Salmonella (S.) is the genus name for a large number (over 2,500) of types of bacteria. Every year, approximately 40,000 cases of salmonellosis are reported in the U.S. Because many milder cases are not diagnosed or reported, the actual number of infections may be 30 or more times greater. Salmonellosis is a rod-shaped, motile bacterium which is more common in the summer than winter. Salmonellosis can be caused by contaminated food processing or handling, especially by handling food with unwashed hands. Salmonella may also be found in the feces of some pets, especially those with diarrhea. You can become infected if you do not wash your hands after contact with these feces. Reptiles, baby chicks and ducklings, and small rodents such as hamsters are particularly likely to carry salmonella. Beef, poultry, milk, and eggs are most often infected with salmonella. But vegetables may also be contaminated. Contaminated foods usually look and smell normal. Symptoms include diarrhea, fever, and abdominal cramps. These symptoms develop 12 to 72 hours after infection, and the illness usually lasts 4 to 7 days. Most people recover without treatment. But diarrhea and dehydration may be so severe that it is necessary to go to the hospital. Older adults, infants, and those with impaired immune systems are at highest risk.
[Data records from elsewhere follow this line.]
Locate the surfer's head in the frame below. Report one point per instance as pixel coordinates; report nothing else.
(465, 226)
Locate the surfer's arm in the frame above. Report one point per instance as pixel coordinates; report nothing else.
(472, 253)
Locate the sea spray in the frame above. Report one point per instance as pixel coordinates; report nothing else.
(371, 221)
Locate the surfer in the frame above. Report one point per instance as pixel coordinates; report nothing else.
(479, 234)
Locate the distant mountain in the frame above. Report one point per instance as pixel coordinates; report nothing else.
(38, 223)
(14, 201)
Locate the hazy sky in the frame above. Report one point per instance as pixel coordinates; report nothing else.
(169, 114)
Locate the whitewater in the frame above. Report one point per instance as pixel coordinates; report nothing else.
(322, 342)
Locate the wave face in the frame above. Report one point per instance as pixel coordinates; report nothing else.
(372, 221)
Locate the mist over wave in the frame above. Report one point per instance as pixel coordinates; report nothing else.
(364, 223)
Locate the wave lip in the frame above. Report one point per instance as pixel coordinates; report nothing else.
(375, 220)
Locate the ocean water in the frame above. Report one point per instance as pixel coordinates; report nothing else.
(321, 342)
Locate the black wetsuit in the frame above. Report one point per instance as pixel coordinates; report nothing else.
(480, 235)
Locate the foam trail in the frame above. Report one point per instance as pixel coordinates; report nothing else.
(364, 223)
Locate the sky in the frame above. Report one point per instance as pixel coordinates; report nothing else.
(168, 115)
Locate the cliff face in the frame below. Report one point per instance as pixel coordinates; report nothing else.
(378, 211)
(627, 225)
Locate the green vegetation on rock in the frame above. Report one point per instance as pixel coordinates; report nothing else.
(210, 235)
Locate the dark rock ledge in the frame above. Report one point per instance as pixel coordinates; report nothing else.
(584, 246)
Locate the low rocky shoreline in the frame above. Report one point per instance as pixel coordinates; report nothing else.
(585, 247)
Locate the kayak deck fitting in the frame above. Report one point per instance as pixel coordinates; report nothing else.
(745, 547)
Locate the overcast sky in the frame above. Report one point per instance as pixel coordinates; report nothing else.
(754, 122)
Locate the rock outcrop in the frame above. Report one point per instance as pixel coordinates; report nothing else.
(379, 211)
Food traceability is becoming an important area for concentration for companies because when margins are thin, knowing where your product comes from and the possibility of avoiding a consumer suing the company is worth the company (in some cases). The government and companies are now seeing the rewards of food traceability and putting money into food traceability. They have realized that spending money on food traceability will probably have a pay off in the end, and often is the difference between a successful company and an unsuccessful one. Food traceability also ensures traceback for food safety and quality. Traceability systems help firms isolate the source and extent of safety or quality control problems. This makes sure if an infected product gets to the shelf it can be removed right away and possibly stop an outbreak. The better and more precise the tracing system, the faster a producer can identify and resolve food safety or quality problems. Escherichia coli O157:H7 and Salmonella are responsible for a large number of deaths each year, these can in part be avoided with better food tracing systems to ensure that food gets to consumers quicker.
The concept of food origin tracing is not new to the industry. The safety and integrity of our food has always been a concern for meat, food and beverage producers. However, the world has become more risky. Increased globalization of supply chain sourcing and distribution, combined with political instability, more rapid spread of contamination and disease, and the growing threat of international terrorism have brought the issues of food supply safety and traceability to the forefront of public concern.